Der deutsche Traum von einem Nationalstaat wurde weder 1815 durch den Wiener Kongress, noch 1848/49 durch die gescheiterte Revolution erfüllt. Bevor wir erklären, wie es später doch noch zur deutschen Einheit kam, schauen wir uns die Ausgangslage an.
Eine wichtige Frage nach 1848 war: Wer hat jetzt den Führungsanspruch in Deutschland? Österreich oder Preußen?
Österreich hatte seit dem 15. Jhd., also schon rund 400 Jahre, die Führung in Deutschland. Hinzu kam die Unterstützung durch die süddeutschen Mittel- und Kleinstaaten, da diese Angst hatten vor einer Einverleibung Preußens.
Preußen hingegen machte Österreich immer öfter den Anspruch schwer. Da Österreich ein Vielvölkerstaat war und bei einer nationalen deutschen Einheit zerfallen würde, hatte Preußen angesichts des Nationalitätsprinzips längerfristig gesehen bessere Chancen. Zudem traten ab 1834 die süddeutschen Mittel- und Kleinstaaten dem unter preußischer Führung bestehenden Zollverein bei und waren somit auf der Seite Preußens und nicht mehr auf der Seite Österreichs.
Wie sah die Situation in Preußen nach der Revolution aus?
Ziemlich schnell nach dem Ende der Revolution gewannen die reaktionären (= an alten Verhältnissen festhaltend) Kräfte die Oberhand. Die Politik dieser Zeit nannte man auch Reaktionspolitik der 1850er Jahre oder Reaktionsära. Die deutsche Ordnung sollte wieder genau wie vor der Revolution aussehen.
In Preußen wurde im Januar 1850 eine Verfassung mit konstitutioneller Monarchie vom Preußenkönig Friedrich Wilhem IV. erlassen und ein Dreiklassenwahlrecht eingeführt, dass durch Notverordnung in Kraft gesetzt wurde und das Wahlrecht nach Steuerkraft regelte. Die zuvor eingeführten Grundrechte wurden im August 1851 in allen Bundesstaaten komplett aufgehoben. Die Pressefreiheit wurde eingeschränkt und es entstand ein System der Unterdrückung. Verlage wurden beschlagnahmt oder mit hohen Strafen versehen. Viele Verlage vermieden deshalb aus Angst vor Gefängnisstrafen politische Themen. Durch all diese Maßnahmen wollte die Regierung die absolute Kontrolle über alle politischen Meinungsäußerungen wiedererlangen. Außerdem manipulierte sie die Wahlen und kontrollierte Großgrundbesitzer, Fabrikanten und Verlage.

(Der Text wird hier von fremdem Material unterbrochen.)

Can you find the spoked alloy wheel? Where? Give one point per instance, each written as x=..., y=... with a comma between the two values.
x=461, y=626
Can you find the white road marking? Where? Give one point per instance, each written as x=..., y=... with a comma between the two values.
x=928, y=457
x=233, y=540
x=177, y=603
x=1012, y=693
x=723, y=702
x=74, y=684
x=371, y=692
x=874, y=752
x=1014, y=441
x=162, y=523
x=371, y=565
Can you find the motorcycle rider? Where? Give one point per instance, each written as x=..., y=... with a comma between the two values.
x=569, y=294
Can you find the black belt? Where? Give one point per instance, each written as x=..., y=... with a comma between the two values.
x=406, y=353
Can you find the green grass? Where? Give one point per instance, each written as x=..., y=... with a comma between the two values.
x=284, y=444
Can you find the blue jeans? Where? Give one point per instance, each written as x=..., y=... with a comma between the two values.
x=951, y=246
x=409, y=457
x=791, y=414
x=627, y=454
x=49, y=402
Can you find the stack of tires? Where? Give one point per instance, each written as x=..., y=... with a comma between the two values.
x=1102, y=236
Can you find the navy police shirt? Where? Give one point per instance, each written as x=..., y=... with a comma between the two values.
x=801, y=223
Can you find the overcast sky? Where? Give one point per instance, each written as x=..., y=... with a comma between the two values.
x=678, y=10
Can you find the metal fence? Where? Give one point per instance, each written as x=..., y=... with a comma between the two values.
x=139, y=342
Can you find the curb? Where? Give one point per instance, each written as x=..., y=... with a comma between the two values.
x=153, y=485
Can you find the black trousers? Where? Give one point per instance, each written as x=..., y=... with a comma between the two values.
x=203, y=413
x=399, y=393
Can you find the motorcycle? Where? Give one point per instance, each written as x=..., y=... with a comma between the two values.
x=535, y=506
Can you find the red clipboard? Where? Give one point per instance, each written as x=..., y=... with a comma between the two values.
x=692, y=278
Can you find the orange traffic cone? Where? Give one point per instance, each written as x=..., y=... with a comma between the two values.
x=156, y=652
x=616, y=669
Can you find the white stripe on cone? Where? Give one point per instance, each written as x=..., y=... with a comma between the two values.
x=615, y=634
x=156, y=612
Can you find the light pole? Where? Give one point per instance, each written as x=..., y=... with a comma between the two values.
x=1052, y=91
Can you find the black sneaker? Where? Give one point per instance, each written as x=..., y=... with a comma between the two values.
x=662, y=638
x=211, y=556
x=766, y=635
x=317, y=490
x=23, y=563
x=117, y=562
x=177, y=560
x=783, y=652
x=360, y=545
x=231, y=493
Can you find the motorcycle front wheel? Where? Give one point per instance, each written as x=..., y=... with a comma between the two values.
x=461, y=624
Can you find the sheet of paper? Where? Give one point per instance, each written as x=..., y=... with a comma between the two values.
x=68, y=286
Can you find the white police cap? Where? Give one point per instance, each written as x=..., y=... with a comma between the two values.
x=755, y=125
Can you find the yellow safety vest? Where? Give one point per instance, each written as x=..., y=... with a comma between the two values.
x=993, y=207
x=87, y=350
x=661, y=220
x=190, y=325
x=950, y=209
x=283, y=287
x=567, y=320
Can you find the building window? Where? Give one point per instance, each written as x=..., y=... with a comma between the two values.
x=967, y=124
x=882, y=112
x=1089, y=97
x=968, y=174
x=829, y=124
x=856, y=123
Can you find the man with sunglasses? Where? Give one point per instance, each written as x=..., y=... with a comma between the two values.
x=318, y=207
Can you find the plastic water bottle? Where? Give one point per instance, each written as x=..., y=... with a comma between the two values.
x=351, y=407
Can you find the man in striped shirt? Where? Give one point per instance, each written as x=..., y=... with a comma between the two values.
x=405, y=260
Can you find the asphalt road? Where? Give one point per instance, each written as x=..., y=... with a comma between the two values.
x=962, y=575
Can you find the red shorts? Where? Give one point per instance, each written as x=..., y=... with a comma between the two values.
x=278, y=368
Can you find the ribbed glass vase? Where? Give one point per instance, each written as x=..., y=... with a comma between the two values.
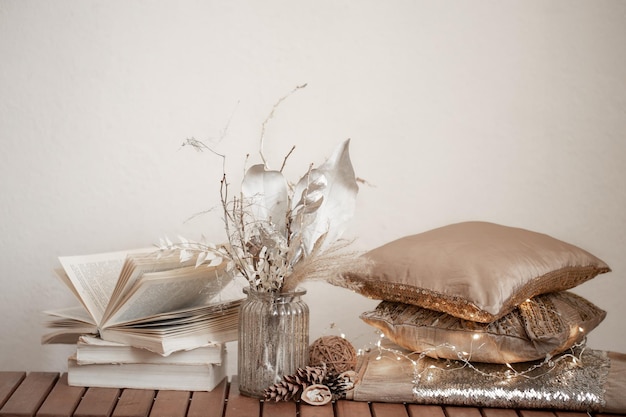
x=273, y=339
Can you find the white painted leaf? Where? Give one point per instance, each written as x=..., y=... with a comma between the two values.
x=338, y=199
x=267, y=193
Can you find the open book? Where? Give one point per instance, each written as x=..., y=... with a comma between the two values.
x=147, y=299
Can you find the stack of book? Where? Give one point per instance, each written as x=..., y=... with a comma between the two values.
x=109, y=364
x=146, y=320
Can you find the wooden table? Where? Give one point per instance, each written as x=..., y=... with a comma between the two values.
x=46, y=394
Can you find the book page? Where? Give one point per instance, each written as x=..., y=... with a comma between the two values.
x=135, y=266
x=93, y=278
x=161, y=292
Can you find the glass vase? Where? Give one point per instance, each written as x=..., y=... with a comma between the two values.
x=273, y=339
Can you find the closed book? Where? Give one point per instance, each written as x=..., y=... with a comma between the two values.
x=154, y=376
x=91, y=350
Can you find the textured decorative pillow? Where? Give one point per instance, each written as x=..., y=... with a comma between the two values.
x=545, y=325
x=474, y=270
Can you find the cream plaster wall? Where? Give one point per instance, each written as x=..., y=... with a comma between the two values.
x=506, y=111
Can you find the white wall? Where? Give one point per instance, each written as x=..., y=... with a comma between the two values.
x=507, y=111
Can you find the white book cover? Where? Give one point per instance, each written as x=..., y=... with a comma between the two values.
x=91, y=350
x=154, y=376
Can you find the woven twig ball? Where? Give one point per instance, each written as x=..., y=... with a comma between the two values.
x=335, y=352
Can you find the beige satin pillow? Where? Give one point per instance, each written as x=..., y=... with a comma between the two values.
x=546, y=325
x=474, y=270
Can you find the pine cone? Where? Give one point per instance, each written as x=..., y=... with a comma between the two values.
x=340, y=384
x=289, y=387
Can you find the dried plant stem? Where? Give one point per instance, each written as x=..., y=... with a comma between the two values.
x=270, y=116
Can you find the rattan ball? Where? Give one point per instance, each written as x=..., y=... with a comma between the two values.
x=335, y=352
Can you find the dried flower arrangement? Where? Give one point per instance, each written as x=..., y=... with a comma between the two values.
x=280, y=233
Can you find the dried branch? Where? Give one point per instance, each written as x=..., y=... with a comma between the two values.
x=270, y=116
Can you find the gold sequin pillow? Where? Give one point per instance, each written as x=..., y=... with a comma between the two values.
x=545, y=325
x=476, y=271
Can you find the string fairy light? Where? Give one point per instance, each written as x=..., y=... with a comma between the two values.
x=547, y=365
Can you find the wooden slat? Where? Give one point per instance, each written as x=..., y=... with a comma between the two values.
x=239, y=405
x=501, y=412
x=462, y=412
x=97, y=402
x=352, y=409
x=9, y=382
x=388, y=410
x=279, y=409
x=536, y=413
x=307, y=410
x=134, y=403
x=418, y=410
x=209, y=404
x=62, y=400
x=170, y=404
x=29, y=395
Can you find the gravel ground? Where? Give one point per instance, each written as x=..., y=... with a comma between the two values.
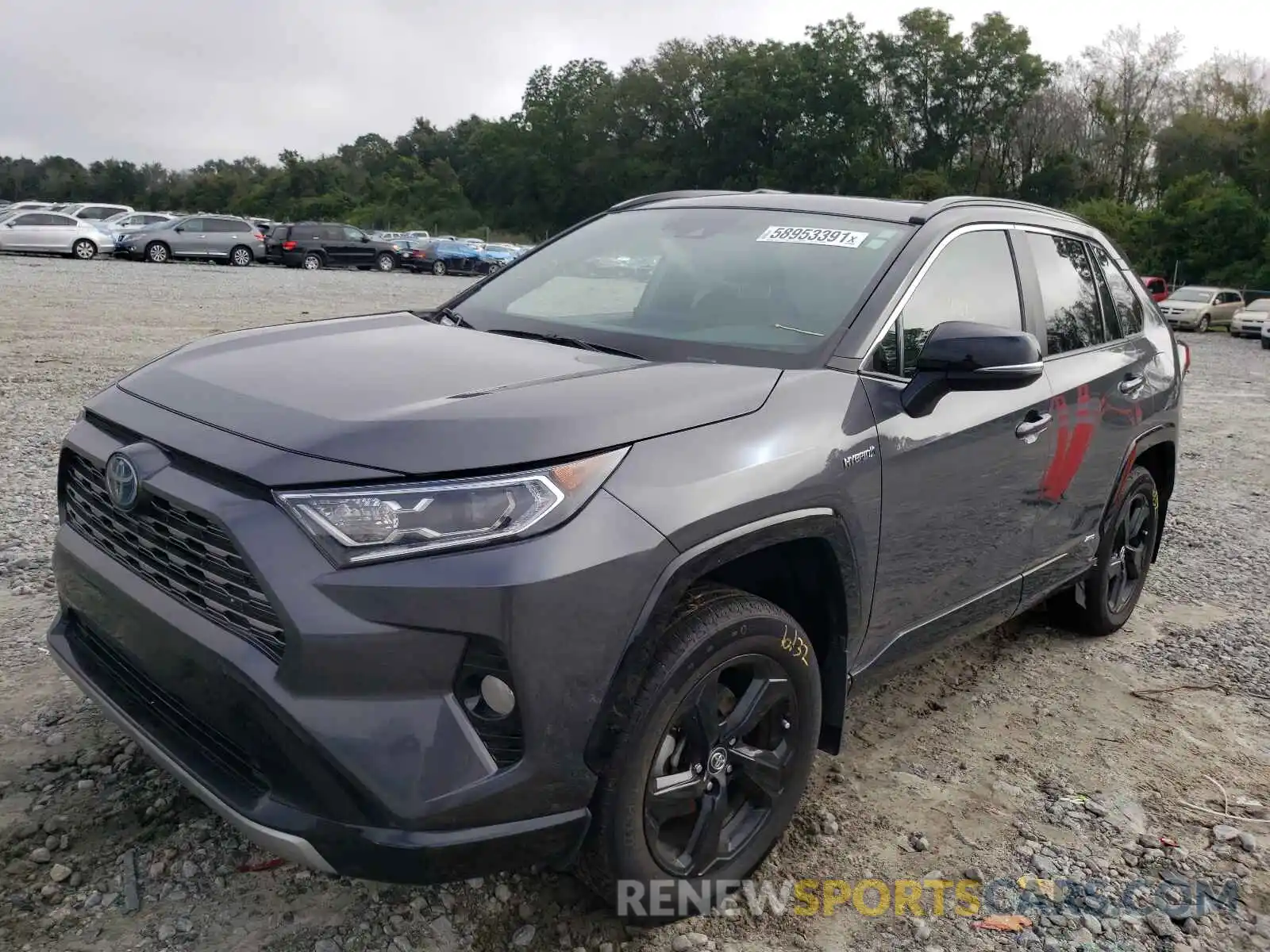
x=1029, y=757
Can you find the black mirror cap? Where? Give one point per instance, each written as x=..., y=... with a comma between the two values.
x=971, y=355
x=968, y=347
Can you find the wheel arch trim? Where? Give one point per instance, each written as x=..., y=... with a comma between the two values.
x=1151, y=438
x=690, y=566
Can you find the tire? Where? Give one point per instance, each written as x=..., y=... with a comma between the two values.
x=733, y=644
x=1108, y=607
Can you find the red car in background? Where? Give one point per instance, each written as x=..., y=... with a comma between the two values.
x=1156, y=287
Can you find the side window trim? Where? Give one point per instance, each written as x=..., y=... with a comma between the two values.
x=897, y=308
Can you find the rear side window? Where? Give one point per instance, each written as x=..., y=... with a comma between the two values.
x=1073, y=317
x=1127, y=304
x=972, y=279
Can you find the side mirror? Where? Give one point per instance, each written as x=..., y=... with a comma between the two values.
x=969, y=355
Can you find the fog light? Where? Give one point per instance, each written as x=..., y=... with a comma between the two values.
x=497, y=695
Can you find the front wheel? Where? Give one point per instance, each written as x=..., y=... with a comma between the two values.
x=713, y=762
x=1119, y=574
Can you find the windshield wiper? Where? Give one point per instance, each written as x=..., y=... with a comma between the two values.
x=564, y=340
x=446, y=317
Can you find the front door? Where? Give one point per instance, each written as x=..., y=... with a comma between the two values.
x=188, y=239
x=1096, y=362
x=959, y=484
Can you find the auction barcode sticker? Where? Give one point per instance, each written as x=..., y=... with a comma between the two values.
x=813, y=236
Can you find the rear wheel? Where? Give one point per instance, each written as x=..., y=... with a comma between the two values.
x=714, y=758
x=1113, y=587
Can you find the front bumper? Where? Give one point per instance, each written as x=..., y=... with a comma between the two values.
x=352, y=753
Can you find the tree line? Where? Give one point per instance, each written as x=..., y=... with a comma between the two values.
x=1174, y=164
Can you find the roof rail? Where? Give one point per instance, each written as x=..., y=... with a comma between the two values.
x=679, y=194
x=949, y=202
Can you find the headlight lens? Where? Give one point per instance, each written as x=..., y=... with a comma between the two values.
x=371, y=524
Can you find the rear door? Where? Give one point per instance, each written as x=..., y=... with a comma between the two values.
x=959, y=484
x=1096, y=361
x=188, y=239
x=360, y=251
x=25, y=232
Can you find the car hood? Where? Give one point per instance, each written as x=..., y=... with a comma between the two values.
x=395, y=393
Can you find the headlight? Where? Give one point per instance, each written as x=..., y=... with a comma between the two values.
x=371, y=524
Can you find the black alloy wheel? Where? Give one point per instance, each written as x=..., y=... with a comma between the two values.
x=722, y=767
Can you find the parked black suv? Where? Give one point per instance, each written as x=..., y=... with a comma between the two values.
x=582, y=569
x=315, y=244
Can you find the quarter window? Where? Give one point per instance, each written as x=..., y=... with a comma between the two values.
x=972, y=279
x=1128, y=305
x=1073, y=317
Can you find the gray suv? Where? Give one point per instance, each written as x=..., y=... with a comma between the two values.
x=582, y=569
x=217, y=238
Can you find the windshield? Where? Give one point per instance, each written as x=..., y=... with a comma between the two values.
x=1191, y=295
x=695, y=283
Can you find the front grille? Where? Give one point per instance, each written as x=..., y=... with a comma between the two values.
x=163, y=715
x=178, y=551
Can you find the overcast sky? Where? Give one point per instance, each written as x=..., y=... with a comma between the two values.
x=187, y=80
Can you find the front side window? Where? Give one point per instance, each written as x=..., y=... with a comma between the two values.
x=738, y=285
x=1073, y=317
x=1194, y=296
x=1127, y=305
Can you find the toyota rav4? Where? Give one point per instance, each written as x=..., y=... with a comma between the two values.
x=581, y=568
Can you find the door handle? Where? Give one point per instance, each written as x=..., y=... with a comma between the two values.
x=1032, y=427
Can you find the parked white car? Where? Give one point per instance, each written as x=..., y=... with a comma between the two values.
x=1249, y=321
x=51, y=232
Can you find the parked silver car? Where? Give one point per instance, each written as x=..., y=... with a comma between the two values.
x=51, y=232
x=217, y=238
x=1197, y=308
x=1250, y=321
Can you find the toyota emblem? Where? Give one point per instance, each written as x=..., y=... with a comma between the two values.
x=122, y=482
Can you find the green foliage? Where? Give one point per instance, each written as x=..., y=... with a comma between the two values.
x=1175, y=167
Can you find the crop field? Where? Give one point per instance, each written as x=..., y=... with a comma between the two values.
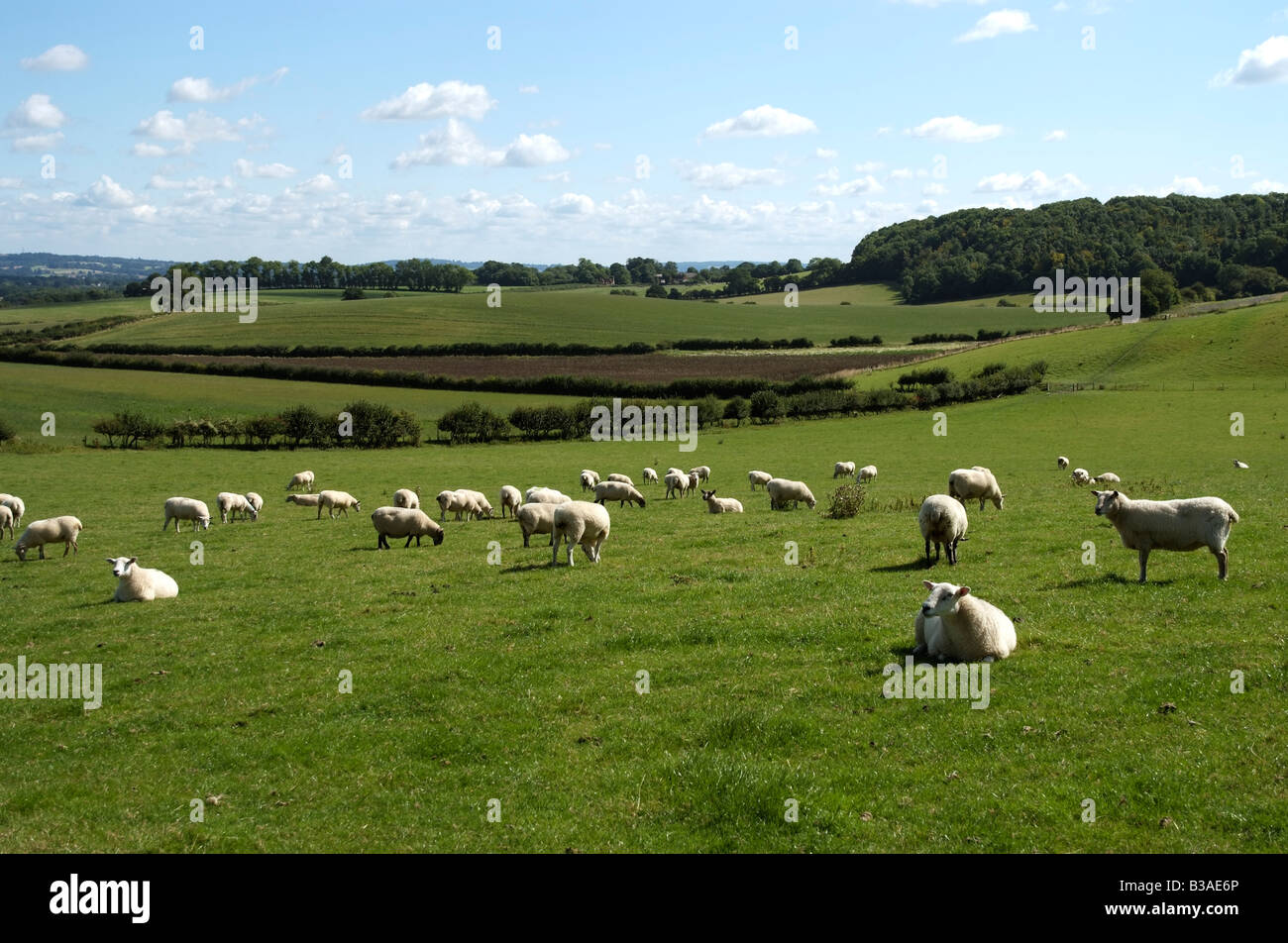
x=480, y=673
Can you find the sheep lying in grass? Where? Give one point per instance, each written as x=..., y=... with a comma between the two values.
x=185, y=509
x=579, y=522
x=1183, y=524
x=138, y=583
x=721, y=505
x=403, y=522
x=784, y=489
x=969, y=483
x=63, y=530
x=953, y=625
x=336, y=501
x=943, y=523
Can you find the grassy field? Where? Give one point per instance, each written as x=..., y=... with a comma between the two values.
x=516, y=681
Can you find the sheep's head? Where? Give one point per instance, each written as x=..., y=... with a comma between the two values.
x=943, y=598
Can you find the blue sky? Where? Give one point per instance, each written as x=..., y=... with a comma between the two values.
x=505, y=131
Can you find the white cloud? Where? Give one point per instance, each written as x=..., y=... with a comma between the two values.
x=765, y=121
x=60, y=58
x=424, y=101
x=957, y=129
x=999, y=24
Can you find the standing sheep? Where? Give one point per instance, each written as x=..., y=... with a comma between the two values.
x=1183, y=524
x=138, y=583
x=953, y=625
x=943, y=523
x=579, y=522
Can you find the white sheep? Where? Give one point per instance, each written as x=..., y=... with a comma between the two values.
x=579, y=522
x=185, y=509
x=336, y=501
x=403, y=522
x=138, y=583
x=300, y=479
x=943, y=523
x=619, y=492
x=784, y=489
x=953, y=625
x=721, y=505
x=969, y=483
x=63, y=530
x=231, y=504
x=1183, y=524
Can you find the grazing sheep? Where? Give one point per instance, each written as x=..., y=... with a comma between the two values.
x=138, y=583
x=185, y=509
x=1183, y=524
x=969, y=483
x=784, y=489
x=510, y=497
x=953, y=625
x=63, y=530
x=336, y=501
x=721, y=505
x=536, y=518
x=300, y=479
x=943, y=523
x=231, y=502
x=403, y=522
x=579, y=522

In Deutschland und Europa zeigen zum Beispiel der Krimkrieg zwischen Russland und dem osmanischen Reich (1853 – 1856) oder der italienisch-österreichische Krieg (1859), dass die Interessengegensätze der Großmächte auf dem Balkan immer mehr das solidarische Legitimationsprinzip verblassen ließen und an dessen Stelle immer mehr das Nationalitätsprinzip in einer Phase strategischer Machtpolitik trat.
Das Ende der Reaktionsära wird mit der Krönung Wilhelm dem I. zum preußischen König verbunden. Nach der Krönung wollten Preußen und Österreich die Nationalbewegung für sich gewinnen, um auch im Falle eines neuen Nationalstaats die führende Macht zu bleiben.
1861 stieg Wilhelm der I. zum König Preußens auf. Er unterstützte den deutschen Nationalgedanken und setzte liberale Minister in der Regierung ein („Neue Ära“). Auch Parteien durften seit 1861 wieder gegründet werden.Schon ein Jahr später ernannte er einen Mann zu seinem Ministerpräsidenten, der die nächsten Jahre stark beeinflussen sollte: Otto von Bismarck.
Diese Ernennung ergab sich vor allem durch den Heeres- und Verfassungskonflikt in Preußen 1862: Die liberale Mehrheit im Parlament verweigerte die Zustimmung zur Erhöhung des Wehretats. Da der König nicht mehr weiter wusste, setzt er Otto von Bismarck als Ministerpräsident ein. Man war der Überzeugung, dass er mit den Liberalen schon fertig werden würde. Bismarck ließ durch den König den Landtag auflösen und regierte einfach weiter. Er legitimierte sein Handeln mit der sog. Lückentheorie, jedoch war dies aber ein klarer Verfassungsbruch.